The last few hundred vertical feet probably took 60-90 minutes as I was doing the 'take 8 steps then stop for 60 seconds' thing that whole time. The conditions continued to deteriorate and staring out into nothing but greyness, dealing with altitude, exhaustion, etc starts to play tricks with the mind and they eyes. But, we kept on pushing and suddenly there we were, with the conquered mountain beneath our snowshoes. A couple skiers had descended into Cristo and the nasty 'skis on ice' sounds coming up were unpleasant enough to cause another pair of skiers to descend into the East bowl (we saw them later skinning up out of it back to the ridge, tired but safe). We had just enough time to take a picture and then had to get off the summit - the gusts were literally knocking us down. The descent was a lot of work too; pulling snowshoes out of what by then felt like 15" of concrete all the way down the ridge was brutal. Ran into some more skiers who topped out on the little flat part midway up and decided discretion was the better part of valor (I tend to agree with them) and skied down into the trees from there.
Once we got near the trees, the storm had broken and from there down we got occasional bits of sun and no more precip.

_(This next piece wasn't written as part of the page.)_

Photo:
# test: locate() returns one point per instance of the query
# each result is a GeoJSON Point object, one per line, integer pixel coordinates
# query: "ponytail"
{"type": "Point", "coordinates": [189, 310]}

But it was obvious, looking back up towards the top, that the storm continued to rage up there and we hoped that the snowshoers we passed on the way down were keeping safe in their efforts to summit.
Net-net, 8 hours total, 5.5 to summit. It was truly an incredible day. I wanted a winter ascent and by god I got it.
Thumbnails for uploaded photos (click to open slideshow):
good work! I was up there that day too, got a 3am start, turned back at about 12k and then made a 2nd attempt (and successful) at 6am. The summit ridge had some brutal winds. Challenging day, Amazing amounts of snow!!
My buddy and I were the last people to summit that day. I was out from Vermont and that was my first hike in CO. You told us, ”You'll make it.” Conditions were RIDICULOUS that day. It felt like a not-so-good day on Mt. Washington (NH) in the dead of winter. We literally crawled on parts of the summit ridge, only daring to stand up when the wind died down (before gusting from the opposite direction it had been gusting!). So fun to read someone else's experience from that day, which was a special one for me.
congrats! I'm glad you guys were safe. That day was just insane.